Non ci sono leaderini, con baffi o nei. Ancora, e forse non più. Forse non ce ne sarà bisogno, nell'Open Source non ce ne sono dopotutto. Ci sono comunità liberamente auto-determinate (chiunque può forkare o creare un progetto, è pure gratis) e organizzate (monarchie assolute o costituzionali, democrazie, meritocrazie, burocrazie) che stratificano un sistema completo di software, dall'utente ai contenuti, dal browser al sistema operativo del browser a quello del server e i database e i linguaggi e le applicazioni. E queste comunità (GNU Project, Linux Foundation, Apache Software Foundation) producono documenti che hanno valore legale, le licenze, regolano un ecosistema ricco dove i monopoli non esistono o quasi.
Ed è un modello virale quello dell'Open Source, almeno ora. È un modello che ha dimostrato come le persone si possono organizzare in strutture con gerarchie leggere. Come possono collaborare cercando di evitare i conflitti, in piena libertà e gratuità. E per la funzione che svolgono all'interno del progetto, fondatori, sviluppatori, evangelisti, formatori, le persone ci trovano pure un lavoro. E in genere sono pure fortunati perché gli piace pure quello che fanno. E non c'è bisogno dell'Amicizia dei Fratelli, dell'Università Prestigiosa, dei Soldi per Entrare. Basta leggere in giro e pasticciarci, lo studio aiuta, una laurea magari anche, ma non ci sono barriere di ingresso se non l'accesso alla rete (Digital Divide). Ed è innovazione, adrenalina, allo stato puro: ogni giorno un nuovo sito, linguaggio, protocollo, servizio, framework, social network, applicazione..
Ed è un modello virale, o almeno ora potrebbe esserlo. Perché ha dato prova di funzionare per risolvere problemi complessi.

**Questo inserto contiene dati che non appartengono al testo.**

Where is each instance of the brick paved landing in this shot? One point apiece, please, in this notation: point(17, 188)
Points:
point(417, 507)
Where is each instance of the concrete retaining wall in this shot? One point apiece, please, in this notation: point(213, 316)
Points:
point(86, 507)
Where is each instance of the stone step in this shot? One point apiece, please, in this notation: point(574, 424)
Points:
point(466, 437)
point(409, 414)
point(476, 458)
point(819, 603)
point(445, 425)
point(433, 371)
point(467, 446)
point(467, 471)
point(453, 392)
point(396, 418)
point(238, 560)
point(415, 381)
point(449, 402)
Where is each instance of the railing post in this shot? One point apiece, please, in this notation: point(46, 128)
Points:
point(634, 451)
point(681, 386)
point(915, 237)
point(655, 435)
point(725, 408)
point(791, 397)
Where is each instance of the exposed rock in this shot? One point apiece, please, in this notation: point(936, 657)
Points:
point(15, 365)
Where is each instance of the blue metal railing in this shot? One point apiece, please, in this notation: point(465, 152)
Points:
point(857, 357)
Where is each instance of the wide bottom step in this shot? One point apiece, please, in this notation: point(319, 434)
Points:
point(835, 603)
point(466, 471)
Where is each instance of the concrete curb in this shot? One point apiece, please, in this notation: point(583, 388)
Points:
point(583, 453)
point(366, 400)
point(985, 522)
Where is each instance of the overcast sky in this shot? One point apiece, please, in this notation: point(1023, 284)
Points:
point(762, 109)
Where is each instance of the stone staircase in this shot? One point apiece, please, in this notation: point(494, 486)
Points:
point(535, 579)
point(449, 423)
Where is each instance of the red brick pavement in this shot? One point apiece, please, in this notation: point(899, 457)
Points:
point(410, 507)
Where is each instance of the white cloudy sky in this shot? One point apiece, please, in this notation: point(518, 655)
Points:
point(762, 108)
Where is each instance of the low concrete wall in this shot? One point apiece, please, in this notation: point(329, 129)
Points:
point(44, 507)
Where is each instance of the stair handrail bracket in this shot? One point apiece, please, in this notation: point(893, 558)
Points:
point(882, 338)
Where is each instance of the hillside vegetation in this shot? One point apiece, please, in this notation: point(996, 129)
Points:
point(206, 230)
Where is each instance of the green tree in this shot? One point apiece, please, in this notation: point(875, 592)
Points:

E che ha permesso inaspettate rivoluzioni fornendo i servizi di flusso di informazione. Due punti a favore. E le persone si sono sempre più abituate a questi modelli di collaborazione. Tre. Libertà, Uguaglianza e Fraternità, cosa c'è di più sexy. Fanno quattro.
Nelle forme di organizzazione che stanno emergendo ci sono alcune caratteristiche comuni: una forte localizzazione nel territorio, un ricerca di metodi non violenti, una forte presenza nella rete, capacità di entrare in risonanza con altri paesi. Una sorta di Internazionale Transnazionale Anarchica. Forse solo un generale ritorno internazionale al buon senso. Si stanno definendo topologie della distribuzione dei poteri nuove, differenti dal passato. Strutture che si riscontrano, appunto, nell'Open Source.